SGEMM Tutorial

Introduction and Executing the Examples

This document describes the use, implementation, and analysis of the GPU accelerated program provided in this tar file. It is not meant as a standalone guide, but is better used as an aid in understanding and using the example code from the tar-file. For resources with in-depth discussions of GPU programming, refer to the listed resources at the end of this document.

The algorithm used for the computationally intensive portion of the example program is a matrix-matrix multiply (C = A*B), referred to by the BLAS naming convention “sgemm” meaning single precision, general matrix multiply. Note that the sgemm implemented in these examples is restricted for simplicity to the square matrix case only, and is a mostly unoptimized simple O(n^3) algorithm.

The tar-file contains the complete source code for all of the examples discussed here, as well as makefiles that will build the executables using either the Gnu or Intel compilers and libraries on Keeneland. Both “accelerated” (meaning that the computation is done by one or more GPUs) and “parallel” (meaning that the work is split between 2+ CPUs or GPUs) examples of the sgemm are provided and discussed. In order to compile using either compiler suite, a symbolic link should be made to the corresponding version of the makefile, followed by running the “make” command.

$ ln -s ./Makefile.keeneland_gnu ./Makefile
$ make

If additional verbose output is desired, the makefiles can be edited to include the preprocessor directive “-DVERBOSE” which will enable additional comments during execution of the various example programs. This is option provides additional debugging messages and is not necessary for general use cases.

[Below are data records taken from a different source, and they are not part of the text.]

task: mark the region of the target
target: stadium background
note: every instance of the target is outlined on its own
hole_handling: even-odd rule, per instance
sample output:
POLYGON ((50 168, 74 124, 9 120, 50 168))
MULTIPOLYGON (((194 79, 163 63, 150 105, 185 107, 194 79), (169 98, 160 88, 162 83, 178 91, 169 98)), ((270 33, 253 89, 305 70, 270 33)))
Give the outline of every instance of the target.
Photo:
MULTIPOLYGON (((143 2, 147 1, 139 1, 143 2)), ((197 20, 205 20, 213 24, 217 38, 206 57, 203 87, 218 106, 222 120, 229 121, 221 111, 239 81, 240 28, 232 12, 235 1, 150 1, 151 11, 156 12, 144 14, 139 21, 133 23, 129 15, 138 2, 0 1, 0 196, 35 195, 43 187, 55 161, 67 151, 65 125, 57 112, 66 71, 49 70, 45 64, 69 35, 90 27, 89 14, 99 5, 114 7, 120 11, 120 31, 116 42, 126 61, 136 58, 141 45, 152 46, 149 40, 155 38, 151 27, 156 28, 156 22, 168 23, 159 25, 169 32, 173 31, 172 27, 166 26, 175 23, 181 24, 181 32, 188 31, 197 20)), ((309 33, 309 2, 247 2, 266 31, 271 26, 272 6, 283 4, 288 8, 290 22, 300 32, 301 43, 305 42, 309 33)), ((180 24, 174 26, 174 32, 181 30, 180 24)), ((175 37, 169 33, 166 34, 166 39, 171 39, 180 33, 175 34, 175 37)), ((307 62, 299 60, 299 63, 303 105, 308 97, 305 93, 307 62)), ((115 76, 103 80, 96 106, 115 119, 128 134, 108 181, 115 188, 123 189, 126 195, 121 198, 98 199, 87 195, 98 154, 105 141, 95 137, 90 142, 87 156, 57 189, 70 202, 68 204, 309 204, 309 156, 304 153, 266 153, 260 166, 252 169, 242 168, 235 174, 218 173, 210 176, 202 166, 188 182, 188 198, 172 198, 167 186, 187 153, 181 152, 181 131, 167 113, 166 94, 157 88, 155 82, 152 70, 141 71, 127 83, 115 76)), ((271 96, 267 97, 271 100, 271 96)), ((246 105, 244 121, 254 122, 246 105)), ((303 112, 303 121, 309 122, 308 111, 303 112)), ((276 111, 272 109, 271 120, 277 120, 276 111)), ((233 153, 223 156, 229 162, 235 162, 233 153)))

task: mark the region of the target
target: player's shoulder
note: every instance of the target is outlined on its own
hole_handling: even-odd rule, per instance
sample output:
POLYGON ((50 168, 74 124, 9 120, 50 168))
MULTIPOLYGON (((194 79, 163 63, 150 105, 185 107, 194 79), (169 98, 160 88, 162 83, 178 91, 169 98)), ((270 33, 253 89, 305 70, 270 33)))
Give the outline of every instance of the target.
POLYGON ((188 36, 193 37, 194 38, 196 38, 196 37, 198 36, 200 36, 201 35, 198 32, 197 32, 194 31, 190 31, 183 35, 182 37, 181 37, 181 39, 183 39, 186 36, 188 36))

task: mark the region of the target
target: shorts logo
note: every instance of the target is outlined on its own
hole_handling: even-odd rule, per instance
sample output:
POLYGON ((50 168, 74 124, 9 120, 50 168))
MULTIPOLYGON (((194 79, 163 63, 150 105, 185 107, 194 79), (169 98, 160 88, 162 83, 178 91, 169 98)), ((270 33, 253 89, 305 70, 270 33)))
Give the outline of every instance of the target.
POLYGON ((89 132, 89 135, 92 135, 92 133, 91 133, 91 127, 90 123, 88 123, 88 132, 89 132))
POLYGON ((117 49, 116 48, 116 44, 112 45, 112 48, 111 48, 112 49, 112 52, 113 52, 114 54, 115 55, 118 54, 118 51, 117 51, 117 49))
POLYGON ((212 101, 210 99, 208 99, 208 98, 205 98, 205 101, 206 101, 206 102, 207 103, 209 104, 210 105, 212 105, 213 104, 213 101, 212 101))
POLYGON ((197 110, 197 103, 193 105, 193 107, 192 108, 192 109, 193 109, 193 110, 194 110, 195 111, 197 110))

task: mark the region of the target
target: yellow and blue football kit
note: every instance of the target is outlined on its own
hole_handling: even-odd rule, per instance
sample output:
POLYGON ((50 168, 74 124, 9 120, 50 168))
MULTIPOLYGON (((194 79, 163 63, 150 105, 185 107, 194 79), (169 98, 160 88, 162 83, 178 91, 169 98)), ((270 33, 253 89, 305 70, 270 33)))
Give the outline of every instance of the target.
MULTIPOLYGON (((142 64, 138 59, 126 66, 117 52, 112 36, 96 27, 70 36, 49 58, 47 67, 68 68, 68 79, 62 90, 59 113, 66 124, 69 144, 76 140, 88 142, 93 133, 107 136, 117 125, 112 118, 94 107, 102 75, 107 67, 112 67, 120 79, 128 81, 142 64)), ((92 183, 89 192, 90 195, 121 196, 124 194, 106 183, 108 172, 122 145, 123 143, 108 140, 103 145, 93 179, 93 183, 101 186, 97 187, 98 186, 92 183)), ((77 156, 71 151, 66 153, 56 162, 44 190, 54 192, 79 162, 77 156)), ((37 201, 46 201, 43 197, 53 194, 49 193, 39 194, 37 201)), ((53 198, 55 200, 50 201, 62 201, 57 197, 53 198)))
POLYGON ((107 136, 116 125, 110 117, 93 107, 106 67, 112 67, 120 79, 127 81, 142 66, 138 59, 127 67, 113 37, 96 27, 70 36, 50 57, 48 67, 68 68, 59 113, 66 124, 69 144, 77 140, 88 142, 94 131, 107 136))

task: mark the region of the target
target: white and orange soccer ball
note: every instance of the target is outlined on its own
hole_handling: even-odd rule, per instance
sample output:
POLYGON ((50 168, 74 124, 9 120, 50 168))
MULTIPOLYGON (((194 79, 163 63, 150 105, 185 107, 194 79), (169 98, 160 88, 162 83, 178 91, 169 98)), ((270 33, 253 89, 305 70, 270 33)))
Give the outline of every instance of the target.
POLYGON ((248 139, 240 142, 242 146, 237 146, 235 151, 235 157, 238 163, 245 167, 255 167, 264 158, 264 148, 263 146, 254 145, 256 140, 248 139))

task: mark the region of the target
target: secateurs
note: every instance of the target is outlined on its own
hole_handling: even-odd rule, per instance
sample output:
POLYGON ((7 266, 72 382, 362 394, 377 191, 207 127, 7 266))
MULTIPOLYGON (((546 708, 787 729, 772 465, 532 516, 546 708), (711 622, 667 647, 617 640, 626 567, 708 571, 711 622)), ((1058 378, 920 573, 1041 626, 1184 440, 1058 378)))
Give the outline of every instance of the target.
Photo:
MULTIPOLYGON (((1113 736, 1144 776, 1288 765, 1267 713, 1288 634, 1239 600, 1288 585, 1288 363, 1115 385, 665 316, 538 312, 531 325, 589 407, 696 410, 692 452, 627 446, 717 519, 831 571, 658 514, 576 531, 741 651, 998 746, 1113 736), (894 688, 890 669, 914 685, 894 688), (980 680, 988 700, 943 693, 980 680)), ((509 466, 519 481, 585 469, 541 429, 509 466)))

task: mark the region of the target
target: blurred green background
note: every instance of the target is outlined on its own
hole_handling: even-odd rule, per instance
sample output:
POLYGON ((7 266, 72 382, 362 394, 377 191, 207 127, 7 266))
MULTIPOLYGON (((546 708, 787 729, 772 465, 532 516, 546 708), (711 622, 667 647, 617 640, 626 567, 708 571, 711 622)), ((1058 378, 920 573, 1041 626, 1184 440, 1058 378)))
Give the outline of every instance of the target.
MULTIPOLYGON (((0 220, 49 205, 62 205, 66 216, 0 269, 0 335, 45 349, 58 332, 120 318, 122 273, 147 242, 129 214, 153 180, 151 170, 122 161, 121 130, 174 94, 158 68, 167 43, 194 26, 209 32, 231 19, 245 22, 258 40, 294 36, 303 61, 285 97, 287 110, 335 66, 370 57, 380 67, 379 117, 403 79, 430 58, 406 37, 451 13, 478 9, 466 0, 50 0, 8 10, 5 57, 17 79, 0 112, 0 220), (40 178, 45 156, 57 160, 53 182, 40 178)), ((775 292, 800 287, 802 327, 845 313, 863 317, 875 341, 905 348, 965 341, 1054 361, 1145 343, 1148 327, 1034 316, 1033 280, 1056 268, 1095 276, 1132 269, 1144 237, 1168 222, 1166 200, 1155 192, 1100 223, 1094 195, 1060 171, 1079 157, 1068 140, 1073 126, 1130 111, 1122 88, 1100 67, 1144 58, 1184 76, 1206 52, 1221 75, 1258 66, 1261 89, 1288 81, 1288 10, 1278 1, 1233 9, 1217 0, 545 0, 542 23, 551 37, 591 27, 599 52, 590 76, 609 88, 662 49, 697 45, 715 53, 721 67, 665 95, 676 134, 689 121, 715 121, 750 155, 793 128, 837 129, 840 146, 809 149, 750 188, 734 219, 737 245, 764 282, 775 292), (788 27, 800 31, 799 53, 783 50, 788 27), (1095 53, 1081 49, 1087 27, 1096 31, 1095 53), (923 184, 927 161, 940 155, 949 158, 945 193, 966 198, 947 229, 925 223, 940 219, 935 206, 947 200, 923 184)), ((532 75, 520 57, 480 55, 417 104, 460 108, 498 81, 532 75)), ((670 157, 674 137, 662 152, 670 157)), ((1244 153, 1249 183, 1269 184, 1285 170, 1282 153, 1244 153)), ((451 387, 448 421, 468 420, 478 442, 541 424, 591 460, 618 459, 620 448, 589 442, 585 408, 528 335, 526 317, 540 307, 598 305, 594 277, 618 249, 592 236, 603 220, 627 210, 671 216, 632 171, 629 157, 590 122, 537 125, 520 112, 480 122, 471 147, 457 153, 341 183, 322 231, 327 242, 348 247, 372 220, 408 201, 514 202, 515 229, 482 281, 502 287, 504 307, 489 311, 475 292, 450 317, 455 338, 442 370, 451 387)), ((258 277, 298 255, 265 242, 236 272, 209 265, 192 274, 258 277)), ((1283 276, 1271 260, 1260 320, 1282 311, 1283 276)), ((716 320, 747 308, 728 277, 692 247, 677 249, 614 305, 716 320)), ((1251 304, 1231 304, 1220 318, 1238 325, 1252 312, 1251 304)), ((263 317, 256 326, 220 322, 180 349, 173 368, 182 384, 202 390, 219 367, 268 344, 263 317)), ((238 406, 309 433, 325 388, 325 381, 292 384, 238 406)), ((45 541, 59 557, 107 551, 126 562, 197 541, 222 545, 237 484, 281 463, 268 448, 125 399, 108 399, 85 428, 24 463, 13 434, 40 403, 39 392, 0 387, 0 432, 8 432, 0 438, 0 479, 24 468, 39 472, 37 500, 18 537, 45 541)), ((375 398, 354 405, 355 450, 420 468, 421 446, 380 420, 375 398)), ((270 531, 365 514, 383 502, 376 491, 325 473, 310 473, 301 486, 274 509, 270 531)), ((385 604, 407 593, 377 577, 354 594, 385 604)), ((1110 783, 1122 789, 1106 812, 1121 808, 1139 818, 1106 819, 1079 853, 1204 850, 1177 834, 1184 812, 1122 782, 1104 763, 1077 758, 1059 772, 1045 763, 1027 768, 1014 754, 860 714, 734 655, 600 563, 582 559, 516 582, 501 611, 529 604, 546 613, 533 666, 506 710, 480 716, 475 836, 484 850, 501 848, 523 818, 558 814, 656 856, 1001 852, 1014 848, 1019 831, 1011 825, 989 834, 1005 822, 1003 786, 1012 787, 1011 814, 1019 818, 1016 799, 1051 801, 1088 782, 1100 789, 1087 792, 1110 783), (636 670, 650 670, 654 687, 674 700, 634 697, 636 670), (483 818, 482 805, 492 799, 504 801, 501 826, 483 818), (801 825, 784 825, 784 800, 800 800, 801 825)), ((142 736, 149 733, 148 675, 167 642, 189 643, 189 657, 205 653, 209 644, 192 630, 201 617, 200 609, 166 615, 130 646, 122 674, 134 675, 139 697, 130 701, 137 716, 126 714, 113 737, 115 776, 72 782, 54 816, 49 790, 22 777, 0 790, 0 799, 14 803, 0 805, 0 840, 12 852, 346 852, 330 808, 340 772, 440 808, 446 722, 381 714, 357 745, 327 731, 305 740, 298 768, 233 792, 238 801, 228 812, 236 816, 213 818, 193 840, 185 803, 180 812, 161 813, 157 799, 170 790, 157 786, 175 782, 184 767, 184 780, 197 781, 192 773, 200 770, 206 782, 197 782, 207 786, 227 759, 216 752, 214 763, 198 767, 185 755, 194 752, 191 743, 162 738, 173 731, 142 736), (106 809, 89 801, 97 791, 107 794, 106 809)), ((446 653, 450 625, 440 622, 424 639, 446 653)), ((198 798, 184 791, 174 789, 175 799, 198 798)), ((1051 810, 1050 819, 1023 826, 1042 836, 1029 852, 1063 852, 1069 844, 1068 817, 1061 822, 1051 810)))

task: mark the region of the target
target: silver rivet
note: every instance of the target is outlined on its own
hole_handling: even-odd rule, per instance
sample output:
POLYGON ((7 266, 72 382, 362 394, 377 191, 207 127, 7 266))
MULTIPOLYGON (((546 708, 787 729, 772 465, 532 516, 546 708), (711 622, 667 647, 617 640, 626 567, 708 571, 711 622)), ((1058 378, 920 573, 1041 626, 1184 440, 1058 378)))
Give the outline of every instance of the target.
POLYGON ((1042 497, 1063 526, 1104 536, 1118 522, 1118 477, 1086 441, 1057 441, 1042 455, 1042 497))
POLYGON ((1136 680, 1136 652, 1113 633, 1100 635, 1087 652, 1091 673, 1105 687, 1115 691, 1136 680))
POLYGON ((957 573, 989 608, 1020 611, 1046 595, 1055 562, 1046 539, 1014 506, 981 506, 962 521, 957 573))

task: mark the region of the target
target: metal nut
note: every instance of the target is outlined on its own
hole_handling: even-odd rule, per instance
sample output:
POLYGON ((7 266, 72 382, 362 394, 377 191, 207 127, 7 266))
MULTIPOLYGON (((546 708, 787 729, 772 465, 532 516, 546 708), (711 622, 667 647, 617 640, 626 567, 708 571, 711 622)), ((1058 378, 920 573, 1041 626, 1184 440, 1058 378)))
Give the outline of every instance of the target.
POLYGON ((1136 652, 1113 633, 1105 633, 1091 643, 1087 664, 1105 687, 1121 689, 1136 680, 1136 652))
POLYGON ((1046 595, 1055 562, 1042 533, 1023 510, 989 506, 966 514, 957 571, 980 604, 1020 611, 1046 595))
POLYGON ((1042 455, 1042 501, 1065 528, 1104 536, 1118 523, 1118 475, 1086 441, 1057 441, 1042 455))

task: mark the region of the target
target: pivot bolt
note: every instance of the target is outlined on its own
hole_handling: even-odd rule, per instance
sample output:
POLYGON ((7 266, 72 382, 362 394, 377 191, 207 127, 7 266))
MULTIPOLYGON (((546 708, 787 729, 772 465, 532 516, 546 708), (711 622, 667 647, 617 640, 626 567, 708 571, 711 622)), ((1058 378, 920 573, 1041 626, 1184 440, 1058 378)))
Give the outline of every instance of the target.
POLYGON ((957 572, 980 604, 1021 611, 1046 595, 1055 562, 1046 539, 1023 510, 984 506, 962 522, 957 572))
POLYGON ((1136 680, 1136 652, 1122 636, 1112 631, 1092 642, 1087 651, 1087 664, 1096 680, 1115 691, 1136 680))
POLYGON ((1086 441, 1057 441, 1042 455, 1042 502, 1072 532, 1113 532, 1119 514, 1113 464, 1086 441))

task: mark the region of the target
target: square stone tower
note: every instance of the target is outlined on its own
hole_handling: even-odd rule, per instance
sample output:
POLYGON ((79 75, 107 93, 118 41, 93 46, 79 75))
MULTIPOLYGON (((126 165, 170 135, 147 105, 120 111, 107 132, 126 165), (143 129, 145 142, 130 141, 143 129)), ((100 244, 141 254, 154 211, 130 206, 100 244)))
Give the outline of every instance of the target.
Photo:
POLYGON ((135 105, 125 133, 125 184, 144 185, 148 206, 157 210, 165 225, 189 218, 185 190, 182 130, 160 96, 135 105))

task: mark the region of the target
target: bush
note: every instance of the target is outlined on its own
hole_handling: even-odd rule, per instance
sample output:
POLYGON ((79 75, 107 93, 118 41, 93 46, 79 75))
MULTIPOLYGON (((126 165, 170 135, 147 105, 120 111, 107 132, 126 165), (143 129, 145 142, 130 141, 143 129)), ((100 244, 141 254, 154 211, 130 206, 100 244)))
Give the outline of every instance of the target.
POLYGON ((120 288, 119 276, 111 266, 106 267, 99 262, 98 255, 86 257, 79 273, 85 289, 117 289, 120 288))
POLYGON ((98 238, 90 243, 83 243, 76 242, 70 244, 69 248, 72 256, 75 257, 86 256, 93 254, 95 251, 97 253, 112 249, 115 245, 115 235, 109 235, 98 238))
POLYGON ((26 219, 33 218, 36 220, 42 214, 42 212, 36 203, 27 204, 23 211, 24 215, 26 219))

After compilation using make, every version of the executable is run in the same way

$ ./exec_name X N

where “exec_name” is the name of the executable, “X” is the number of times the code will generate two random matrices and multiply them together, and “N” is the size of one dimension of the square matrices to be multiplied. Note that all versions of the code assume that all three matrices can be held together in both system and GPU memory. If the executable is run without any arguments, a usage message will be printed that describes the necessary input parameters.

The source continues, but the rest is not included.